This week I have been clearing my ski trails. They are short, but lead to a fantastic 600 acre property full of groomed trails. Thank you Mike and Vivien Fritz of Beaver Brook Farm!(check out http://www.bbftrails.com)
The old “Pent Road” bisects my property to the south and is one of my trails. This is an old town road most likely thrown up a hundred years ago, but is now just a ski and logging trail. It runs by the foundation of an old Starch Factory, and on to Carpenter Road in Marshfield. The beavers have built their dam on the site of the factory’s dam, and the old mill pond is
full of water. With the help of friend Mr. Nate Smith, we cleared all the year’s worth of blow down trees, fixed water crossings, and widened a short stretch for a future drainage ditch along the road.
I often arise early to get in a quick ski before I get my boys up for school. Using two head lamps (one for seeing ahead and one pointed in front of my skis) I do a short 40 minute loop out my trails to the neighbors’ and back in time for chores and breakfast. Some mornings the coyotes are really howling! Sometimes I will hook up my dog Leah with a sled dog harness and have her pull me along. When the boys were much smaller, I would put Wesley in a back pack and Wyatt in a front harness to go skiing. I made those very short trips!
Another one of my trails is the Chester Memorial Trail in memory of our Dalmatian. This trail goes by the granite ledge where the foundation stones for my farm house were cut, through the sugar woods where my 1400 taps and sugarhouse stand, by the north end
of the runway and hooks up with the Cabot Trail. The Cabot Trail was set up as a High School Project by one of my neighbors several years ago and is now being reclaimed by the Cabot Rec. Department.

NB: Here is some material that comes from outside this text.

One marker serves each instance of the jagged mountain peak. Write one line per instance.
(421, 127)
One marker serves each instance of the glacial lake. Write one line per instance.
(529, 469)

Working on trails is the beginning of my winter work in the woods. Firewood for heating the house, sugarwood for boiling sap into maple syrup, and an inventory of logs for the sawmill are on tap for the next few weeks. This inventory of logs, mostly soft woods of pine spruce and fur, will be milled into dimensional lumber (2×4’s, 2×6’s etc.) and boards. These I stack to air dry for future sale. I also spend time each winter clearing snow from the runway. I have less flying jobs in the winter, but winter flying can be spectacular; the visibility is very clear and the air is very smooth, and most of my flying jobs in winter are scenic tours.
In winter the woods are a place where I work for my farm and also where I work to make spaces for enjoying the natural beauty of the Vermont landscape, whether I’m skiing, hiking, or flying high above it. I’ve shifted gears for a new season and I hope it’s a good one!